Of course, there a few conditions:
- The license is valid for 6 months, and applications are only being accepted until June 30, 2020.
- E-commerce sites with delivery to 2 or more prefectures are not allowed.
- Re-bottling is allowed with an additional filing. This means that a bar could dole out 30ml pours of whisky into sample bottles, and sell them. Selling by measure is also permitted.
- Local delivery is allowed (for up to 2 prefectures, as some bars sit close to borders).
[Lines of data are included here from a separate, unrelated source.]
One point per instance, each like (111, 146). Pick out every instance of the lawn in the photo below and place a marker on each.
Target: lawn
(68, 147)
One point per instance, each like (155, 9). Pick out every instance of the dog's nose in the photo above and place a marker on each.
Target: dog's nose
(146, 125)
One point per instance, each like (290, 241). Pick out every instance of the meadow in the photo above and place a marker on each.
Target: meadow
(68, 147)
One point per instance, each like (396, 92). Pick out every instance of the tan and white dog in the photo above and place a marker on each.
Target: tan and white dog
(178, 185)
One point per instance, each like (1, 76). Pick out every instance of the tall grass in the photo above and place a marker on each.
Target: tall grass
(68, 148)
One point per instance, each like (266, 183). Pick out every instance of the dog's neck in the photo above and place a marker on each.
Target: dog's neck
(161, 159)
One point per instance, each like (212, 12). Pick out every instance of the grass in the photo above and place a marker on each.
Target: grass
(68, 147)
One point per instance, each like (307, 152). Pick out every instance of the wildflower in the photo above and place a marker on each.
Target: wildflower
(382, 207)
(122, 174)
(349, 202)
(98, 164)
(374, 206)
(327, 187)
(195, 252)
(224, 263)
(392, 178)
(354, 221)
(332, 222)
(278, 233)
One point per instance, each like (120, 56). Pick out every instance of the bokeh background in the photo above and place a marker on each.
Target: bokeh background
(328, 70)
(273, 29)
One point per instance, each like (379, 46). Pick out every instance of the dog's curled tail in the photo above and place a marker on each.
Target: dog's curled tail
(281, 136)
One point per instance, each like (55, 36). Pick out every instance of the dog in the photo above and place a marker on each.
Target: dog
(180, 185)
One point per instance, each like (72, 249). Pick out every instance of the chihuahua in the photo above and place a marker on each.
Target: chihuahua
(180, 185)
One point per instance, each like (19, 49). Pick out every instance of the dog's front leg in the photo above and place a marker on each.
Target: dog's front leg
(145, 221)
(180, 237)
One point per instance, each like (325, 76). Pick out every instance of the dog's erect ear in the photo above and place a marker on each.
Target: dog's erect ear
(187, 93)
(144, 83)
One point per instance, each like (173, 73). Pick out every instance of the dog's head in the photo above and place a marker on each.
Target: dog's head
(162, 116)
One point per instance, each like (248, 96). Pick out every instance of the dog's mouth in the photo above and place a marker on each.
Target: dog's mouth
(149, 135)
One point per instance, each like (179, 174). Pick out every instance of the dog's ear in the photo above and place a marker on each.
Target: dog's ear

Given this new scheme was just announced last week, there are still some open questions. For example, are pre-mixed cocktails allowed? A petition calling for exactly that was started by famed mixologist Shuzo Nagumo, and has attracted over 2000 signatures so far. If they can't sell cocktails, they argue, bars would basically be competing with the likes of Amazon JP to sell bottles.
Other funding sources
Many bars have turned to crowdfunding for assistance. A quick look at campfire.jp has plenty of examples. Sadly, the vast majority are not even close to hitting their funding goals.
There are also some new platforms to allow customers to support bars without actually going. bottlekeep.tokyo is basically a "bottle service in advance" service, so you buy the bottle now and drink it in the future. Bar Lemon Hart launched a 1000-yen ticket-based system, and The Whisky Hoop has advance tickets for a variety of whisky bars starting at 10000 yen.
Unions and government
Making up for X months of lost revenue is impossible for many small businesses. They have turned to others for help -- be it their local union or the government.
Even with this new takeout scheme by the NTA, many bar owners are calling for direct compensation from the government. Sure, there are many coronavirus relief low/no-interest loans and payments for small businesses. But bars were called out early on -- do they not deserve special compensation?
The city of Gotemba, Shizuoka, for example, is giving up to 1 million yen to bars that voluntarily close from April 16th to 30th. The Shinjuku-based Tokyo Social Nightlife union, which includes 2500 bars, snacks, nightclubs, etc. in areas like Golden Gai and Kabukicho, has called upon the Tokyo Metropolitan Government for compensation.
On that front, there is a glimmer of hope: Tokyo Governor Yuriko Koike stated in a press conference on April 2nd that bars and clubs would receive financial compensation. But as to how much and when, we'll have to wait and see.